Once seen as unnecessary or thrown in as an afterthought, mental health programs became top of mind for leaders and employees. Mental health is now something we talk about at work, at home, and with friends. Support for positive mental health is what employees want. Smart leaders are listening and trying to be more attentive to the needs of their employees so they can create a better, more engaged culture.
I am a licensed clinical social worker (LCSW), trauma consultant, and business consultant. I've been teaching people how to communicate and resolve their differences for more than 25 years. My clinical and consultation work expanded from family and personal relationships to the workplace. I've consulted with Fortune 500 companies, industry experts, and well-known sports figures, politicians, and top executives.
In the past, my work with businesses and executives was strictly confidential and by referral only.
My clients consistently told me that my communication system saved their business, improved company culture, and created stronger relationships. But they always wanted our work together to be private. They feared they would come across as weak if their competition knew they were consulting with someone with a mental health background.
These days, my mental health background and experience working in the trenches with challenging relationships gives me more credibility. And the companies that take my program, the Communication Protocol, are seen as true leaders in their industries, because caring about your employees and teaching them how to be better communicators is a sign of strength, not weakness.
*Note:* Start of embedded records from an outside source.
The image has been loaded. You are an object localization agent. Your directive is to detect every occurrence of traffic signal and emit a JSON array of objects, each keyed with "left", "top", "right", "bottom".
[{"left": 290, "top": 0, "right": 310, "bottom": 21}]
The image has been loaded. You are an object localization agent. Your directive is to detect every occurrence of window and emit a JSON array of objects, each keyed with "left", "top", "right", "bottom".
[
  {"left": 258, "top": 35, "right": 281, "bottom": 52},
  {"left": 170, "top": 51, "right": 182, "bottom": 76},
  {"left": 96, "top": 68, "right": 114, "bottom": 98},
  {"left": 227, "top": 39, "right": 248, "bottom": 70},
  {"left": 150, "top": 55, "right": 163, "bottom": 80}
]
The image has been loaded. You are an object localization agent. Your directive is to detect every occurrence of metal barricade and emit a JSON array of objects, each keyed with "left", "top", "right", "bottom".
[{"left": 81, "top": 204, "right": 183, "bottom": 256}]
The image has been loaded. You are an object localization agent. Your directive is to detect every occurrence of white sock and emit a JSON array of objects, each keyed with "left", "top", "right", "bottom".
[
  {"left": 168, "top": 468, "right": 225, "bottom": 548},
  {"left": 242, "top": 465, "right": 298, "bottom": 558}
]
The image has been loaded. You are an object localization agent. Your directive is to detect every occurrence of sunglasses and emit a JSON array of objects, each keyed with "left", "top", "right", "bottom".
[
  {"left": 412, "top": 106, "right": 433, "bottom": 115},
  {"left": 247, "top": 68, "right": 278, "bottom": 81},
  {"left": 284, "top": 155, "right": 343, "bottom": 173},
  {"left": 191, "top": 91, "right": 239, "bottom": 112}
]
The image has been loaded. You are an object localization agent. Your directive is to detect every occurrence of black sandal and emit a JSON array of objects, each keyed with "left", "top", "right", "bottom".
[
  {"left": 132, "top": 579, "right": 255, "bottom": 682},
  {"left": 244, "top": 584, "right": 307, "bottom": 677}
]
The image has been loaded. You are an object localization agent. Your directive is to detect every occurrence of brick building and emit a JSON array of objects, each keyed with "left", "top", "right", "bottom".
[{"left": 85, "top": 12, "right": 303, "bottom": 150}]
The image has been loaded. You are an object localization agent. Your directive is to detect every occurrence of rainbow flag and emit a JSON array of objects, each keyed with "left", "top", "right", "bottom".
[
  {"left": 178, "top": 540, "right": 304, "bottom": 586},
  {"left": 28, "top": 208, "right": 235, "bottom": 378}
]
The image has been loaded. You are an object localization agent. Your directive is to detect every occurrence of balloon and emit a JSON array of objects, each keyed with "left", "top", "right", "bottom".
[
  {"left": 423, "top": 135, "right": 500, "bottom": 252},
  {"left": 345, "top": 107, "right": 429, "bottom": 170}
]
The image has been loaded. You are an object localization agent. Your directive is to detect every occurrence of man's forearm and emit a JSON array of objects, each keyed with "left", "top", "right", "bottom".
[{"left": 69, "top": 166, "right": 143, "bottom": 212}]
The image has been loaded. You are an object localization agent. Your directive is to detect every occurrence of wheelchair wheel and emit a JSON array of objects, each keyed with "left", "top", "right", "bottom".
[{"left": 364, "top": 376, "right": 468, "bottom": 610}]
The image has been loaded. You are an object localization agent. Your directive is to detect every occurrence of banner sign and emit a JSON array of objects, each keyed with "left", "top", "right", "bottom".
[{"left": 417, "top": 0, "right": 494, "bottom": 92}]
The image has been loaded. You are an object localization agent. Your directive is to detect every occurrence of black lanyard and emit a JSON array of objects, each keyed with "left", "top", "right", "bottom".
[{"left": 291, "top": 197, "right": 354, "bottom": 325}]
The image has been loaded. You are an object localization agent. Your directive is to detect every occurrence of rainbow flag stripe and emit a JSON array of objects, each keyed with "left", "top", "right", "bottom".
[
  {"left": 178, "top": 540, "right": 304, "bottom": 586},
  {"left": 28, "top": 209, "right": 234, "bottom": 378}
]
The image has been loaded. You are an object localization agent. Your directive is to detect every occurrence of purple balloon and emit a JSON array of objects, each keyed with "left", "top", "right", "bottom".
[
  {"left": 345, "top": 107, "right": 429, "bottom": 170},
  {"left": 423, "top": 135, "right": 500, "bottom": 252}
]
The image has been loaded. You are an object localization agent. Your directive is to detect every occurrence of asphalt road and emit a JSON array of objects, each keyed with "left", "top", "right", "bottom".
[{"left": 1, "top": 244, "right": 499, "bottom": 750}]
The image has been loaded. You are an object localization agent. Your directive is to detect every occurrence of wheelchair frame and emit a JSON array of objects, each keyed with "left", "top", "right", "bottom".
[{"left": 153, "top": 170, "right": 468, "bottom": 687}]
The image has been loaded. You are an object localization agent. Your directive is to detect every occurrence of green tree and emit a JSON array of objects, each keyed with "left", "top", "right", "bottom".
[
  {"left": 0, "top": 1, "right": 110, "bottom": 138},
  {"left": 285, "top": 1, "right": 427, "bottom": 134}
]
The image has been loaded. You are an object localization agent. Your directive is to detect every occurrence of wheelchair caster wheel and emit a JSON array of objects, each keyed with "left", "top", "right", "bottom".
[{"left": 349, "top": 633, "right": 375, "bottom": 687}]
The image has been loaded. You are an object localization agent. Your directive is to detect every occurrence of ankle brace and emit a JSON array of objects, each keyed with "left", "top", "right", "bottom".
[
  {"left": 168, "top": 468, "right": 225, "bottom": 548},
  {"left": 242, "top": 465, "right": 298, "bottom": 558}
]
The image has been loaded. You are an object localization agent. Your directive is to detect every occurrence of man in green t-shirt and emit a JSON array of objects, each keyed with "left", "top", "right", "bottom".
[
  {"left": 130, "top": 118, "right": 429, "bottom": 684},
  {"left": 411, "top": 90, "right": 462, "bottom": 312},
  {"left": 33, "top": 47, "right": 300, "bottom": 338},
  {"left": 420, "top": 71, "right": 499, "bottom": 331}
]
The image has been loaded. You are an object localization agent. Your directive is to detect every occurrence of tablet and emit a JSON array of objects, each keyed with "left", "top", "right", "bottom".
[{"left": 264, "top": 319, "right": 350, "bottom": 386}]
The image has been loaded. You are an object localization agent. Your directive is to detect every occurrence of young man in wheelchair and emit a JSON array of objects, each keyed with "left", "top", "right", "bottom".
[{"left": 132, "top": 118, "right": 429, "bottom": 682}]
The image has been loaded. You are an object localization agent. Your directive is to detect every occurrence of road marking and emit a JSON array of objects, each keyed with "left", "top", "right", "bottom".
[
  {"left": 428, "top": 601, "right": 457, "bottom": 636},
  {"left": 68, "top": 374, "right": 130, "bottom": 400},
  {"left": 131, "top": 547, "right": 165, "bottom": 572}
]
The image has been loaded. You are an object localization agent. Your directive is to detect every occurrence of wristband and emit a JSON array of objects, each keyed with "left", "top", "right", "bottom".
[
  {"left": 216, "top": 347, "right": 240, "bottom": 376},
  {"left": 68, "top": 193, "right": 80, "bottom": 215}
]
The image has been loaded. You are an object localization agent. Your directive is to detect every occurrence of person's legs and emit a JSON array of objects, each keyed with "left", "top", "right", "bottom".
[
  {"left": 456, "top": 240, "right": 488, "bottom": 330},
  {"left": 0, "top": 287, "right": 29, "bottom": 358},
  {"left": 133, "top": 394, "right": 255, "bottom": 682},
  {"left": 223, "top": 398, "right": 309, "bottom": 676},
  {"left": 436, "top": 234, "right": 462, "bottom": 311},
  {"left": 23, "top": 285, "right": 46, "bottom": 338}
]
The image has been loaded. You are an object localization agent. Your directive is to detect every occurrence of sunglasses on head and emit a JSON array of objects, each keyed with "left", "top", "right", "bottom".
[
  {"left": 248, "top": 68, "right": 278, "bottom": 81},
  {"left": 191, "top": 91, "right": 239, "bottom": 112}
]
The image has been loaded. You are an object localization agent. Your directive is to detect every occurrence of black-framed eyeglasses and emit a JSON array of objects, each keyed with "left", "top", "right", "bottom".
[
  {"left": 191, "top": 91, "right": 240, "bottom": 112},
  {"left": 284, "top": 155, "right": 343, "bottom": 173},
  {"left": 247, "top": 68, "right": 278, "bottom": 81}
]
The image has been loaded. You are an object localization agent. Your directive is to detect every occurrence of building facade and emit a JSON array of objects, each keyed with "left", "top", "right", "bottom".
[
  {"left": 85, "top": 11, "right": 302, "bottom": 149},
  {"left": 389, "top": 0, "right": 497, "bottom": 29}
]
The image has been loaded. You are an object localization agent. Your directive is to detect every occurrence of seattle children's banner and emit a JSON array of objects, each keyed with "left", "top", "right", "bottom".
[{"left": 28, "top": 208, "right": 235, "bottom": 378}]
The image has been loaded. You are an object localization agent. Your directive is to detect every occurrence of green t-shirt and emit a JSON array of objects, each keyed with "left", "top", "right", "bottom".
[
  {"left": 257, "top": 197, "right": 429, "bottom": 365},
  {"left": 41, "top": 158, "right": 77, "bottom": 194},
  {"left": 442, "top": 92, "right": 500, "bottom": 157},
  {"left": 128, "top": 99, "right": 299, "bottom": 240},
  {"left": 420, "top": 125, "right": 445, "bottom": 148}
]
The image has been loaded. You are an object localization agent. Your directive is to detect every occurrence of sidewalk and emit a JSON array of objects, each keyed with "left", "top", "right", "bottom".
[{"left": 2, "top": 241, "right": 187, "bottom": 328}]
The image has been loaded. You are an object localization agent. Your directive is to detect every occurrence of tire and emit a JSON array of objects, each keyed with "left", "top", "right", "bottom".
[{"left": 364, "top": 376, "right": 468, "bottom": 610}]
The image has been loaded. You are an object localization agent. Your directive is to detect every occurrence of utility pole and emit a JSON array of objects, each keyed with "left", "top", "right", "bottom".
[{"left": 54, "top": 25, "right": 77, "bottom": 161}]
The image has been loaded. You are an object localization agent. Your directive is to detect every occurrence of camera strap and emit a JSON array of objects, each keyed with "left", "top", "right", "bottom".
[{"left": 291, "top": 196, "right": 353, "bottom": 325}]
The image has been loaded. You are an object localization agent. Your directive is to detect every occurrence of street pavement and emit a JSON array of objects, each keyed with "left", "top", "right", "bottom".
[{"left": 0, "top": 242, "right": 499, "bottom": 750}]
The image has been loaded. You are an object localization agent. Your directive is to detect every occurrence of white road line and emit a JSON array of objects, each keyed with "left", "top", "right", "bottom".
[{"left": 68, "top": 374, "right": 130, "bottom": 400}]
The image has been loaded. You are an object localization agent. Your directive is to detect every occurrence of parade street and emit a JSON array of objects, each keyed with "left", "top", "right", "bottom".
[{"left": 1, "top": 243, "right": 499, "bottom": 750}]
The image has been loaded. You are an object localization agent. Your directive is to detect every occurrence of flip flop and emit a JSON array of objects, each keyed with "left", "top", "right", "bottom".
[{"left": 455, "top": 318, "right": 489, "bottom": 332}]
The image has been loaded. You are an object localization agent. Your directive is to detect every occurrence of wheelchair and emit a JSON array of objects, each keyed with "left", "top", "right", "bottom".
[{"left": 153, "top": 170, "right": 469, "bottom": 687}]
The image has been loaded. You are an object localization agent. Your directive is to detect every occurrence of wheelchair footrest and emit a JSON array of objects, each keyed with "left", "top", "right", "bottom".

Good communication eases stress, reduces conflicts, creates a positive company culture, and teaches people how to cope and express what they need.
Mental health is not just about helping those in crisis. It is something we all have to pay attention to. It is about people wanting to work in reasonable conditions, feel heard, and be seen as an important part of the larger organization. It's about knowing that when they run into a difficult personal or family circumstance, their employer has systems in place to support them.
Since the topic of mental health in the workplace has finally been normalized, I no longer need to downplay my mental health background. My work with corporations is no longer by referral only, and my clients are happy to talk publicly about our work. The pandemic highlighted the importance of effective communication and building strong connections. Most leaders understand that good communication is essential to positive mental health.
It is not complicated to create an environment that supports positive mental health. Sure, it takes work, but the positive change is worth it. You must have open communication at all levels of your organization, from the top down. Here's how to get started:
Having open communication and transparency throughout an organization creates a culture of belonging. It reduces stress, decreases conflicts, improves engagement and retention, and increases productivity. People feel cared for, and the environment is respectful and calm.
In such a workplace, mental health needs are supported and can be addressed as they develop. When communication is open and ongoing, there are fewer crises, and the crises that do arise are easier to manage.
It is better for everyone -- including your business stakeholders -- when mental health is part of your organizational structure and not a shameful taboo that needs to be hidden away.